One of the worst developments has been the failure of many of the online exchanges that were supposed to be a one-stop, one-size-fits-all marketplace where insurances policies could be purchased cheaply and easily. In a lot of places that hasn't turned out to be the case. In Massachusetts, for example, the administration of Democratic Gov. Deval Patrick took a functioning website created as part of Romneycare, spent a lot of money on so-called improvements and promptly broke it.
By far the worst example is Oregon, where the website for the state exchange was declared completely dysfunctional, but only after more than $300 million – according to best estimates – was spent trying to figure out how to make it work.
The politicians back in Oregon, at least one of whom has lost his job in part over the "Cover Oregon" scandal, have tried all along to blame the companies and contractors they hired to build the website. The official term of art for that is "buck passing." The House Committee on Oversight and Government Reform has been investigating what went wrong and, in a report just issued, has concluded – no surprise – it was the politicians playing politics who are to blame.

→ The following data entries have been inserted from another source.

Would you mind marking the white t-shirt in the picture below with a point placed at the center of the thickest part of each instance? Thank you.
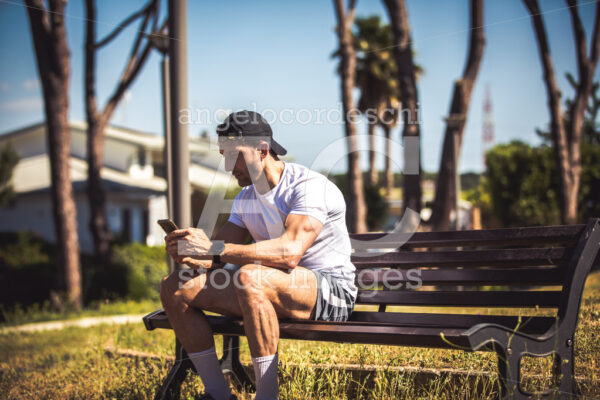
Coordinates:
(304, 192)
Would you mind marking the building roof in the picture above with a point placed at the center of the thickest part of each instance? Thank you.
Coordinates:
(32, 173)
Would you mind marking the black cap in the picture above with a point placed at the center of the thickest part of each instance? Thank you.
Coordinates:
(247, 124)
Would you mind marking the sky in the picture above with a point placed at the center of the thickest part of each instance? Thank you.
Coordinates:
(275, 57)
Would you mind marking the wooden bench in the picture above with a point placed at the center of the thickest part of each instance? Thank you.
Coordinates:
(535, 267)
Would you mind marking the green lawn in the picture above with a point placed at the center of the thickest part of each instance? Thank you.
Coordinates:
(73, 363)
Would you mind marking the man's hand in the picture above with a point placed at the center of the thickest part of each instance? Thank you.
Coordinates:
(189, 246)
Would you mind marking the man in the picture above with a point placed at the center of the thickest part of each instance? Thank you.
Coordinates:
(298, 266)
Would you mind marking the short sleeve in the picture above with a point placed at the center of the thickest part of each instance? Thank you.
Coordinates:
(236, 212)
(309, 197)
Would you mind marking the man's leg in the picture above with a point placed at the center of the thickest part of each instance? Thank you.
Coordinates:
(264, 294)
(183, 293)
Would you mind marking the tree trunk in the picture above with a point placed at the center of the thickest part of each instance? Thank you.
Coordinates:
(95, 145)
(373, 173)
(567, 145)
(49, 36)
(98, 120)
(409, 96)
(585, 68)
(357, 210)
(389, 176)
(445, 188)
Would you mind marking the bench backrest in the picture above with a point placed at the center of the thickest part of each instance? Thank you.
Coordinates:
(530, 267)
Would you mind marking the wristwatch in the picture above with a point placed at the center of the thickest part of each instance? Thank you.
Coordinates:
(217, 249)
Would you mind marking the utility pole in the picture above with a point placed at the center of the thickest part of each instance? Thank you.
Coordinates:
(179, 151)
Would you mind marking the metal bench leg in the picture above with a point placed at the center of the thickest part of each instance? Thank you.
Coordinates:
(564, 371)
(230, 363)
(509, 374)
(171, 386)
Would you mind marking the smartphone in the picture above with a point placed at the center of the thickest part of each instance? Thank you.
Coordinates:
(167, 225)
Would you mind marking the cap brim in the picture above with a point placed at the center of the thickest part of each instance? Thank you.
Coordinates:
(277, 148)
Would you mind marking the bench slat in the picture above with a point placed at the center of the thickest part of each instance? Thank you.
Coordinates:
(464, 258)
(447, 276)
(471, 238)
(528, 299)
(466, 321)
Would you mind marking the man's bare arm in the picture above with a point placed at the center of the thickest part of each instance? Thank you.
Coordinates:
(283, 252)
(229, 233)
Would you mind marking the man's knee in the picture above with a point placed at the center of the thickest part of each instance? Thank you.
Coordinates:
(251, 278)
(174, 286)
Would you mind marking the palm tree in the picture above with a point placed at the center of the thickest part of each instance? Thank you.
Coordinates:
(357, 210)
(376, 75)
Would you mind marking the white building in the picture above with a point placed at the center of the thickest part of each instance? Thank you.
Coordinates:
(133, 176)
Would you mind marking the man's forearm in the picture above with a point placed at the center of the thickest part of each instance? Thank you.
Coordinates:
(278, 253)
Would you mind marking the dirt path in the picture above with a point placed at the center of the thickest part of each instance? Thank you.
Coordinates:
(82, 322)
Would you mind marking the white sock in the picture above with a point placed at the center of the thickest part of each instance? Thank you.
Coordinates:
(265, 370)
(207, 366)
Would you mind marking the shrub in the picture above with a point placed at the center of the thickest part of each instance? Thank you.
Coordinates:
(135, 273)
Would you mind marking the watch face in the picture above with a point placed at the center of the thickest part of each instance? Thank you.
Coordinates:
(217, 247)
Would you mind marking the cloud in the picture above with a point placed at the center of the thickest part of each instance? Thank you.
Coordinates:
(31, 84)
(27, 104)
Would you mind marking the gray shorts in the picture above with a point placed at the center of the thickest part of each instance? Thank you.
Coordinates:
(334, 302)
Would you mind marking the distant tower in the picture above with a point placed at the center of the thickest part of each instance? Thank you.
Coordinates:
(488, 124)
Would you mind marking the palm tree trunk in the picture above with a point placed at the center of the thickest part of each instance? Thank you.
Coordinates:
(409, 96)
(568, 202)
(356, 214)
(373, 173)
(445, 188)
(52, 54)
(389, 176)
(95, 145)
(98, 120)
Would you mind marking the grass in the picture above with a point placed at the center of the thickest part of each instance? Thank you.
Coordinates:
(72, 364)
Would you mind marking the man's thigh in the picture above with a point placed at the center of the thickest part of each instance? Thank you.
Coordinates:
(293, 292)
(212, 291)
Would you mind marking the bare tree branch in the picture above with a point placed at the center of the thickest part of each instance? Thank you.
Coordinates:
(143, 11)
(134, 65)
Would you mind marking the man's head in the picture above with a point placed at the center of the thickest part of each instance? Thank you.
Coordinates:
(246, 141)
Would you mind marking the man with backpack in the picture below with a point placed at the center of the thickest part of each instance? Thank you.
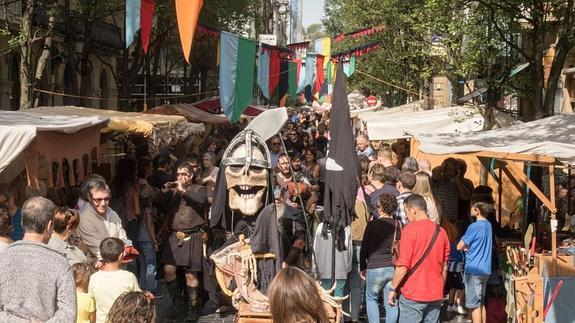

Here, in brief, is what the committee found:
State law clearly established Cover Oregon as an independent entity. The governor and his political advisers' involvement in Cover Oregon was inconsistent with Oregon law. Campaign funds were used to assist the governor in his official capacity while handling Cover Oregon. Cover Oregon became closely tied with all campaign activities, from polling to meetings. The governor's political operatives – none had technological experience – micromanaged many of the decisions that needed to be made regarding Cover Oregon. Junking Cover Oregon and moving to HealthCare.gov was viewed as a way to "let the steam out of so much of the attacks."
The Cover Oregon board was told the cost of moving to HealthCare.gov was $4-6 million. A slide showing moving the Medicaid system would cost $36 million was deleted. After the governor complained about the "free independent expenditure campaign" his political opponent was receiving because of Cover Oregon, his political advisers drafted letters asking the attorney general to sue. The letter was sent days later. In sum, the committee says, "Cover Oregon failed for two main reasons: The state acted as their own system integrator (like HeathCare.gov), and the state tried to revamp its entire health care system, not just build an exchange."
All in all it's a pretty damning indictment. As a result, in what may be the first allegations of criminal misconduct related to Obamacare, the committee wants United States Attorney General Loretta Lynch to launch a criminal probe and for Oregon's attorney general to appoint a special prosecutor with a mandate to uncover what happened with Cover Oregon.